Mentioned in SAL (#wikimedia-operations) [2022-07-31T18:13:48Z] <sukhe@cumin2002> START - Cookbook sre.hosts.downtime for 7 days, 0:00:00 on cp5001.eqsin.wmnet with reason: depooled: faulty DIMM: T314256

Mentioned in SAL (#wikimedia-operations) [2022-07-31T18:14:04Z] <sukhe@cumin2002> END (PASS) - Cookbook sre.hosts.downtime (exit_code=0) for 7 days, 0:00:00 on cp5001.eqsin.wmnet with reason: depooled: faulty DIMM: T314256

Vgutierrez triaged this task as Medium priority.Jul 31 2022, 6:21 PM
Vgutierrez moved this task from Triage to Active Issues on the Traffic board.
Vgutierrez added a subscriber: Vgutierrez.

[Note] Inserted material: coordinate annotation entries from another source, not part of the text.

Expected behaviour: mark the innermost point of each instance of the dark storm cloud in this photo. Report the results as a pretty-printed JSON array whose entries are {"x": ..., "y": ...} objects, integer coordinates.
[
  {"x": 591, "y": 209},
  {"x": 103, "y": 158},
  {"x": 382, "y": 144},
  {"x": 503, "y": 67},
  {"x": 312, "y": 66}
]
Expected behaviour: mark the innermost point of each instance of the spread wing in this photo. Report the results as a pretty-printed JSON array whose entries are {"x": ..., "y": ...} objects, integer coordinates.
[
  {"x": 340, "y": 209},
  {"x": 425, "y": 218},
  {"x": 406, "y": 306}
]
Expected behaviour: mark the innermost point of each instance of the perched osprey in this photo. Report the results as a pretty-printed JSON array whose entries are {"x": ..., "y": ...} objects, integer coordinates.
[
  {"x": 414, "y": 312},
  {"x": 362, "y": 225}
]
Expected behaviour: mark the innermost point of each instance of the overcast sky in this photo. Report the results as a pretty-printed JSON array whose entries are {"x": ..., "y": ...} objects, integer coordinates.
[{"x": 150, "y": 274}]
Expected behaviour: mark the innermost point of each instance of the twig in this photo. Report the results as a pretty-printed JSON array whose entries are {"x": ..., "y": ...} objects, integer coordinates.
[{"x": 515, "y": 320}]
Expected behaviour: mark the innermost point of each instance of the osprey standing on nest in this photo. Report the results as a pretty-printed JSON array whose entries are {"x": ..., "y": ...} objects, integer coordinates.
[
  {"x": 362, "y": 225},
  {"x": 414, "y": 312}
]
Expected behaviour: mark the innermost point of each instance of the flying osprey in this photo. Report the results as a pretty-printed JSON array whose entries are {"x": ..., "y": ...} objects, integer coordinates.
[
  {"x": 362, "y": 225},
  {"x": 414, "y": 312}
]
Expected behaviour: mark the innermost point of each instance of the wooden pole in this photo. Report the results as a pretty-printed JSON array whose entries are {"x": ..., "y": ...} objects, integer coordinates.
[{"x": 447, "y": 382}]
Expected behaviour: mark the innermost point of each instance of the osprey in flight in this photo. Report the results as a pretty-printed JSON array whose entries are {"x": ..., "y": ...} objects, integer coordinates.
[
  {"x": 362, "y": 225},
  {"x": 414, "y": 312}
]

I've set it as inactive rather than just depool it to let pybal ignore it regarding depooling threshold

Mentioned in SAL (#wikimedia-operations) [2022-08-08T14:46:44Z] <sukhe@cumin2002> START - Cookbook sre.hosts.downtime for 7 days, 0:00:00 on cp5001.eqsin.wmnet with reason: depooled: faulty DIMM: T314256

Mentioned in SAL (#wikimedia-operations) [2022-08-08T14:47:00Z] <sukhe@cumin2002> END (PASS) - Cookbook sre.hosts.downtime (exit_code=0) for 7 days, 0:00:00 on cp5001.eqsin.wmnet with reason: depooled: faulty DIMM: T314256

wiki_willy added a subscriber: wiki_willy.

Assigning over to Rob, who's currently working on getting the eqsin hardware refresh ordered.

@wiki_willy @RobH I'm assuming this host will be decommissioned rather than fixed considering that we are already working in refreshing eqsin?

meanwhile I'll remove it from puppet, cause it's been a month since the host crashed and it already got prunned from puppetdb

Change 829118 had a related patch set uploaded (by Vgutierrez; author: Vgutierrez):

[operations/puppet@production] cache: Remove cp5001

https://gerrit.wikimedia.org/r/829118

Change 829118 merged by Vgutierrez:

[operations/puppet@production] cache: Remove cp5001

https://gerrit.wikimedia.org/r/829118

Hi @Vgutierrez - yeah, probably makes more sense to replace than purchase a replacement part, since the new servers have already been ordered and are expected to arrive in October. Thanks, Willy

@wiki_willy @RobH I'm assuming this host will be decommissioned rather than fixed considering that we are already working in refreshing eqsin?

@wiki_willy @RobH I'm assuming this host will be decommissioned rather than fixed considering that we are already working in refreshing eqsin?

I assumed exactly the same thing =]